Hoeveel de Lexhy aan de bruinkool verdiend heeft is niet bekend. De firma Louisegroeve echter had een grote strop aan het avontuur. De schuldeisers konden aan het eind niet eens meer betaald worden. De bruinkool werd afgeleverd via de Rijkskolendistributie. Vooraf was een prijs van 12 gulden per ton afgrsproken voor alle Limburgse bruinkool. Vanwege de slechte kwaliteit werd die prijs verlaagd tot uiteindelijk 8 gulden. De kwaliteit van de bruinkool uit Graetheide was echter wel goed omdat de deklaag veel dikker was dan in de andere groeves. De firma begon daarom een proces tegen de Staat om 3,8 miljoen gulden extra te krijgen. Er werd jarenlang over gediscussieerd en geprocedeerd. De Tweede Kamer praat er diverse malen over en in de landelijke pers krijgt de zaak veel aandacht. Uiteindelijk krijgt Louisegroeve 884.000 gulden (omgerekend naar nu een kleine 30 miljoen Euro).

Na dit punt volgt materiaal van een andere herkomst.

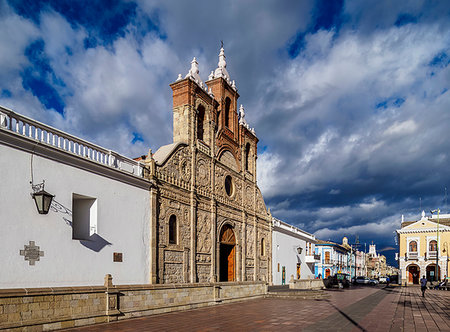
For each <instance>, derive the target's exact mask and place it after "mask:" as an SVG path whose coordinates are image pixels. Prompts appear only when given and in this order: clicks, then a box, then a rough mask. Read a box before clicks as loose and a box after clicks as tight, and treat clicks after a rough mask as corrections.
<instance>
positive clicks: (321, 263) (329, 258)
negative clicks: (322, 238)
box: [315, 237, 354, 278]
mask: <svg viewBox="0 0 450 332" xmlns="http://www.w3.org/2000/svg"><path fill="white" fill-rule="evenodd" d="M316 254H318V255H319V256H320V261H319V263H317V264H316V265H315V275H316V277H322V278H327V277H328V276H333V275H335V274H336V273H347V274H349V275H350V273H351V266H352V261H351V257H352V256H353V255H351V248H350V246H349V245H348V241H347V238H345V237H344V239H343V243H342V244H338V243H334V242H331V241H322V240H317V243H316ZM353 275H354V273H353Z"/></svg>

Rood: huidige hoofdwegen (Oude Postbaan, Urmonderbaan, Burg. Lemmensweg) Bruin: groeven Geel: storthopen
Groeve I met op de achtergrond kasteel Welschenheuvel.
Groeve II nadat het werk gestopt was
De arbeidsomstandigheden waren slecht.
De meeste arbeiders waren uit het noorden van Nederland afkomstig; ze werden daarom polderjongens genoemd. Ze sliepen in 5 houten keten (met een ziekenafdeling) die langs de Oude Postbaan stonden. Ze werkten in twee ploegen, tien uur per dienst. ‘s Nachts was het terrein elektrisch verlicht. Het afgraven gebeurde met de hand. Boven de bruinkool zat een laag zware zwarte klei waar zelfs met een houweel niet doorheen te komen was. Met aangepunte stukken spoorstaaf, die met mokers in de grond werden gedreven werd de laag in kleine stukken eruit gehakt.

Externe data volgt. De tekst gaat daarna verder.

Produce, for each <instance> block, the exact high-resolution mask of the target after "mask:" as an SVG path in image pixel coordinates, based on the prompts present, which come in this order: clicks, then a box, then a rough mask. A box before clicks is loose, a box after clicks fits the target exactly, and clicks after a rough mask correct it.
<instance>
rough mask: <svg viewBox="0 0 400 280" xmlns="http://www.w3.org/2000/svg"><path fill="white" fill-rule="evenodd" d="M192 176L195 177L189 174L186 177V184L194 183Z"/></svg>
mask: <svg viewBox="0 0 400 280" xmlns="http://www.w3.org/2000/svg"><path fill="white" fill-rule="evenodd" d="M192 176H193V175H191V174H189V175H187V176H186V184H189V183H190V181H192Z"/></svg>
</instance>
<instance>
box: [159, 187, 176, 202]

Bij een inspectie door Staatstoezicht op de Mijnen eind 1918 bleek er nogal wat aan de arbeidsomstandigheden te mankeren:
- als drinkwater werd ongezuiverd Maaswater gebruikt (ook in de villa van de directeur),
- in de ziekenafdeling is geen w.c.,
- in de keten staan stapelbedden, wat verboden is,
- er wordt op te veel zondagen gewerkt,
- jongeren onder 16 jaar werken 10 uur i.p.v. 8 uur.
Op 1 oktober 1918 breekt een staking uit voor doorbetaling als bij slecht weer niet gewerkt kon worden en voor 10 % loonsverhoging. Bovendien eist men dat de Limburgers evenveel betaald moeten krijgen als de polderjongens (40 cent per uur). De Limburgers kregen minder omdat ze vaker niet kwamen opdagen. Dat kwam omdat ze thuis nog een boerderijtje hadden waar ook af en toe wat gedaan moest worden.Er waren relletjes (vechtpartijen, gesneuvelde ruiten) en de Marechaussee moest te hulp geroepen worden om grotere rellen te voorkomen.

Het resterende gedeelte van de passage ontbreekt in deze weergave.